First level analysis quiz

Let’s see how well you understood GLM.

  • What do regressors correspond to in our GLM?
  • What do we exactly do with our Hemodynamic response function (HRF) so that it fits our neural data? How does HRF relate to our regressors?
  • Do you think HRF is a one-size fits all function? Is HRF representative of the hemodynamic characteristics of all brain regions?
  • What is the reason of the post-stimulus undershoot in the HRF? The undershoot corresponds to the part where the values go below the initial level of BOLD response at the end of the cannonical HRF. Google “HRF undershoot” to see a picture of it.
  • The HRF is convolved to have an estimate of neural activity. What is meant by “convolution” here? If you do not know, check this video.
  • What does the residual error correspond to?
  • In fMRI we work with voxels. Do we do GLM on each voxel’s time series seperately, or do we do some kind of averaging for a specific set of voxels?
  • In conjuction to the question above, what exactly does the beta value generated from each voxel correspond to, then?

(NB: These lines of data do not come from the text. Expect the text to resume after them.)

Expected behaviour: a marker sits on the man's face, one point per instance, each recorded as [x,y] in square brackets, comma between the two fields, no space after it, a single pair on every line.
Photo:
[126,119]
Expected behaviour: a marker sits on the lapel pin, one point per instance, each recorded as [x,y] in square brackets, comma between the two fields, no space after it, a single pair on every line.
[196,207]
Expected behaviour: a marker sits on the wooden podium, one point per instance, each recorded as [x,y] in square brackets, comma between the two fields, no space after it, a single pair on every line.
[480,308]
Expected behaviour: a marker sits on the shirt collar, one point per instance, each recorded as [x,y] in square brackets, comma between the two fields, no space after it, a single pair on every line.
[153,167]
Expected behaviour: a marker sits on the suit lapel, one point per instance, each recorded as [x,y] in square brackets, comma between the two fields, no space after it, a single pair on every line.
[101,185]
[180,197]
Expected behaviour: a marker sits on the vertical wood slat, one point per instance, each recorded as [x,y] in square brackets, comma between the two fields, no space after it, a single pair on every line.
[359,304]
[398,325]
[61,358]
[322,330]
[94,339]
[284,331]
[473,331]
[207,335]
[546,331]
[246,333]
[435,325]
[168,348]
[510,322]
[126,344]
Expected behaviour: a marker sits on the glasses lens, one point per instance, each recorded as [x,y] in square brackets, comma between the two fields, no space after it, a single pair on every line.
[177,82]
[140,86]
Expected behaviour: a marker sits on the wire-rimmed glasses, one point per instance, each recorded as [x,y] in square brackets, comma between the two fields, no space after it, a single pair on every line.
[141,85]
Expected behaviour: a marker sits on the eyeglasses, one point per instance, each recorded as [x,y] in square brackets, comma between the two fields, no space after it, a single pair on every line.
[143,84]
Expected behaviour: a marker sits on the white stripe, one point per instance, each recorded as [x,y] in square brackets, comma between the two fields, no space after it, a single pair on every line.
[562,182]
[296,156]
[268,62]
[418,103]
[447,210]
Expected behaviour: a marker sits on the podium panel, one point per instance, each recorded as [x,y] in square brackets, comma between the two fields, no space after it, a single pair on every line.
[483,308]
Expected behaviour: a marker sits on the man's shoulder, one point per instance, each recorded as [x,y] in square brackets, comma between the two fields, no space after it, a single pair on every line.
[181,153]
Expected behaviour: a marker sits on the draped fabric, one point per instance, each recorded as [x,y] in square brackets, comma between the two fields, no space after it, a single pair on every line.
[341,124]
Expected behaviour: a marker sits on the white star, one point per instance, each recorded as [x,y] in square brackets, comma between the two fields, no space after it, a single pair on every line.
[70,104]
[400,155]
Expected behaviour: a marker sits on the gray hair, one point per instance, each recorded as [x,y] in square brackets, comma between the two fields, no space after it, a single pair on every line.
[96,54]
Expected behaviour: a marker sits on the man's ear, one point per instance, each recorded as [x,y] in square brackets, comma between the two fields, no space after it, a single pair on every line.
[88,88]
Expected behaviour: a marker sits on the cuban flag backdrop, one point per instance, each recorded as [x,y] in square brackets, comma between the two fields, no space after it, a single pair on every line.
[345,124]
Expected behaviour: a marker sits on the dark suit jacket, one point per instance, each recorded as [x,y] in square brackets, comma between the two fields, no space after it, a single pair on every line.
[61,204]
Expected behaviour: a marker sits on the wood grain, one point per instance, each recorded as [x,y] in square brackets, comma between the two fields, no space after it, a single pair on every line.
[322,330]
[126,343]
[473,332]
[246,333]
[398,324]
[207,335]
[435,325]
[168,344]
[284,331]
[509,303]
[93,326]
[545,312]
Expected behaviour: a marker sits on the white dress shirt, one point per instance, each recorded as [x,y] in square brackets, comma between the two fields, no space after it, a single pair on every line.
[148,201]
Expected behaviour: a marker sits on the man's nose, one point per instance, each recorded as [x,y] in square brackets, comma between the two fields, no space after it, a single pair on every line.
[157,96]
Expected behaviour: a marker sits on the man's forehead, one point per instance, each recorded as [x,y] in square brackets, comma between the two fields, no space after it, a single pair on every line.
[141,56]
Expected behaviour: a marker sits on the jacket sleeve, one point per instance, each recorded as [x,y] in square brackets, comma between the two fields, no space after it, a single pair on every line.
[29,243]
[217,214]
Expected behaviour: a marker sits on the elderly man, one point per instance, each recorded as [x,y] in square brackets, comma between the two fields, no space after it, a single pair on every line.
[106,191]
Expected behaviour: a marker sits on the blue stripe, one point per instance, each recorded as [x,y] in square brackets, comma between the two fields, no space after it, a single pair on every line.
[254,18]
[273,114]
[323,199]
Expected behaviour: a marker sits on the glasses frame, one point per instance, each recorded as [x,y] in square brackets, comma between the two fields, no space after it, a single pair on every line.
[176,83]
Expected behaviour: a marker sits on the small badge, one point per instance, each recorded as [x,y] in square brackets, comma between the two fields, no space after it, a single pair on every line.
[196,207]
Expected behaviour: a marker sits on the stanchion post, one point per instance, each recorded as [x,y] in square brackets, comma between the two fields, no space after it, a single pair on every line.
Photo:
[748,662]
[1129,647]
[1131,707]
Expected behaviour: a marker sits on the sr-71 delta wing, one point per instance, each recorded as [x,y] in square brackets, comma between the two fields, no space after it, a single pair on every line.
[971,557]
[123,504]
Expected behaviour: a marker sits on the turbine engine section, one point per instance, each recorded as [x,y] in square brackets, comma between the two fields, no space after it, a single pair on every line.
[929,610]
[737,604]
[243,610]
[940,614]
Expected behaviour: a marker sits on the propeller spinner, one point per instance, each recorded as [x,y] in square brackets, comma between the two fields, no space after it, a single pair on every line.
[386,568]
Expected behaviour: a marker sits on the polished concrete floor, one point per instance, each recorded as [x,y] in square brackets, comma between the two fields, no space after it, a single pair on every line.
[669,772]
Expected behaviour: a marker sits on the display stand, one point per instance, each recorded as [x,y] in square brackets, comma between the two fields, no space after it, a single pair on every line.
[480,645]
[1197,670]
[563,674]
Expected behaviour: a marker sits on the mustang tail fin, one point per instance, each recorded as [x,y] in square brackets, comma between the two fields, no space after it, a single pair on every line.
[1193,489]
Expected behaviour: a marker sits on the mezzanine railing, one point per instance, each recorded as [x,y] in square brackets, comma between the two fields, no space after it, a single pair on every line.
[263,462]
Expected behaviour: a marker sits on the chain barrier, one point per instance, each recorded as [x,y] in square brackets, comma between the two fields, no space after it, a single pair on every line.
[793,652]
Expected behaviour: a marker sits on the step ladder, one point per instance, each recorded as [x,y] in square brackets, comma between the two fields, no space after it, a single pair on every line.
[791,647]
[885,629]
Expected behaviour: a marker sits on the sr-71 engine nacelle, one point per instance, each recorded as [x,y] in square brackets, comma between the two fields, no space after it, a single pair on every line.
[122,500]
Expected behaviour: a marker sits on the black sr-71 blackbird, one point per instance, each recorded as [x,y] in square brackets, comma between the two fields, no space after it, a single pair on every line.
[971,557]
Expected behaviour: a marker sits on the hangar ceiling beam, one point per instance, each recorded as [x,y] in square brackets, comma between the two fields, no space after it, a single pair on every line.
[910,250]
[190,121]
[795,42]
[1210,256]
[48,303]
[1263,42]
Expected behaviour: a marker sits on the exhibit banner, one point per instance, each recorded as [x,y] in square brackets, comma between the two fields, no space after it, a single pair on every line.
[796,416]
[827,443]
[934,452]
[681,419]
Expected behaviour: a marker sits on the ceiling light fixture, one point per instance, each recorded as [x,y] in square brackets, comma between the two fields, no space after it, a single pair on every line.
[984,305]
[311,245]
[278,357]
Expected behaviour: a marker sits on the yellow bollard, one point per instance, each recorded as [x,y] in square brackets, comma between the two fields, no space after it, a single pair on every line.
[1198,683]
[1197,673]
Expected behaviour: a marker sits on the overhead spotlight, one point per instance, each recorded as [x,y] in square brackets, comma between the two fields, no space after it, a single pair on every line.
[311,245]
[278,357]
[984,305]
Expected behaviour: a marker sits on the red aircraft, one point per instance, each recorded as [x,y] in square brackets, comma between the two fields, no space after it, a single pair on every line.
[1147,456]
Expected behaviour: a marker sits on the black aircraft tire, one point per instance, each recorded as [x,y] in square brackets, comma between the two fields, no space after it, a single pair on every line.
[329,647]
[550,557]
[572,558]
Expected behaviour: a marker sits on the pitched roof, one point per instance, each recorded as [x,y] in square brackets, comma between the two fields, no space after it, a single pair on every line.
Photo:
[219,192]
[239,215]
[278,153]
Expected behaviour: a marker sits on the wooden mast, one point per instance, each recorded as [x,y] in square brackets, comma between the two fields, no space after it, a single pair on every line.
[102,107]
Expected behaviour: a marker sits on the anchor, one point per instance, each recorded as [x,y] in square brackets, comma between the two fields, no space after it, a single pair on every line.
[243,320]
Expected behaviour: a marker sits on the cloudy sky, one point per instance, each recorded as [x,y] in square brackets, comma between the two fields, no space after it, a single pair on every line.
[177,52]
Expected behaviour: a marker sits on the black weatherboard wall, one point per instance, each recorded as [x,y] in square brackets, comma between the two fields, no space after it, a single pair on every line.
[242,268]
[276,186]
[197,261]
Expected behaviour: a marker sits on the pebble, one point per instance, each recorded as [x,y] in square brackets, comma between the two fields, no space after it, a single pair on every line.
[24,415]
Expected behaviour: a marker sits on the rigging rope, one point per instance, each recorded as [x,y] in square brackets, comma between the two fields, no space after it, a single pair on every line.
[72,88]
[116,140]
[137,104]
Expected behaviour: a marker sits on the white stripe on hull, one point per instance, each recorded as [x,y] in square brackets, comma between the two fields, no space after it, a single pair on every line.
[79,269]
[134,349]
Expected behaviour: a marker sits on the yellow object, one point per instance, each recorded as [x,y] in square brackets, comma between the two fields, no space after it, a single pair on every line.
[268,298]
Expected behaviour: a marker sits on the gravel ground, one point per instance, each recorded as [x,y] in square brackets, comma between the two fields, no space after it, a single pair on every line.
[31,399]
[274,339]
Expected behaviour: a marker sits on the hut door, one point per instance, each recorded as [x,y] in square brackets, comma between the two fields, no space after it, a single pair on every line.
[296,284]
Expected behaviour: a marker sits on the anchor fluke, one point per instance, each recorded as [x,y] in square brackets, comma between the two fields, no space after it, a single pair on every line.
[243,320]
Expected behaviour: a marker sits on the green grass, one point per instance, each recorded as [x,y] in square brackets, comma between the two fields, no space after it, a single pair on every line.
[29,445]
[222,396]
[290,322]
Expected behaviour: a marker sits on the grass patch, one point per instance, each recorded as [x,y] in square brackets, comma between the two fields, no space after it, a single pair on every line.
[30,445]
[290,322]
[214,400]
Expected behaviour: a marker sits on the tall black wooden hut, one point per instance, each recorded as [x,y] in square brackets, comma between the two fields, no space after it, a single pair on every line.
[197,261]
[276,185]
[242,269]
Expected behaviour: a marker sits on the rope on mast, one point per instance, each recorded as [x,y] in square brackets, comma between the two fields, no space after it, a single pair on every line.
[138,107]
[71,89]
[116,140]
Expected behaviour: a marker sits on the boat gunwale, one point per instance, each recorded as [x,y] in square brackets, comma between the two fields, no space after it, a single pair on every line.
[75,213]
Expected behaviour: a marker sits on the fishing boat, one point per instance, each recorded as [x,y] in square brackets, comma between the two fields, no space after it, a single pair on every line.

  • Can you model two different type of regressors to the same time point in the same GLM?
  • Why is stimulus onset asynchrony (jittering) particularly important for event-related designs?
  • How do we use realignment movement parameters in our GLM? What is the specific term used for such data?
  • How are the beta values generated from our GLM used for when contrasts are calculated?
  • How do we generate a contrast vector?
  • Why do we subtract values / weights from each other while making a contrast vector? Does directionality matter? (ie. B-A vs. A-B)
  • Assume we have regressors A, B,C, D in our GLM. Write a contrast vector (with their corresponding weights) which would generate a ((A+B+C) – D) contrast
  • Why do you think we should model events in our experiment as a regressor even though we will not use them in our contrasts?
  • Why do you think it is useful to add a seperate regressor for incorrect or unused trials/events?
  • Why do you think the HRF is called “sluggish”?
  • If you wanted to study the brain activity in a time series (for example, 3-4 TR’s after the onset of your trial) what basis function would you use for your GLM? How is this analysis different than HRF?
  • Let’s say you are doing some multivariate analysis (RSA or Machine learning classification) would you do this GLM in smoothened and normalized data, or unsmoothened and normalized data? Why?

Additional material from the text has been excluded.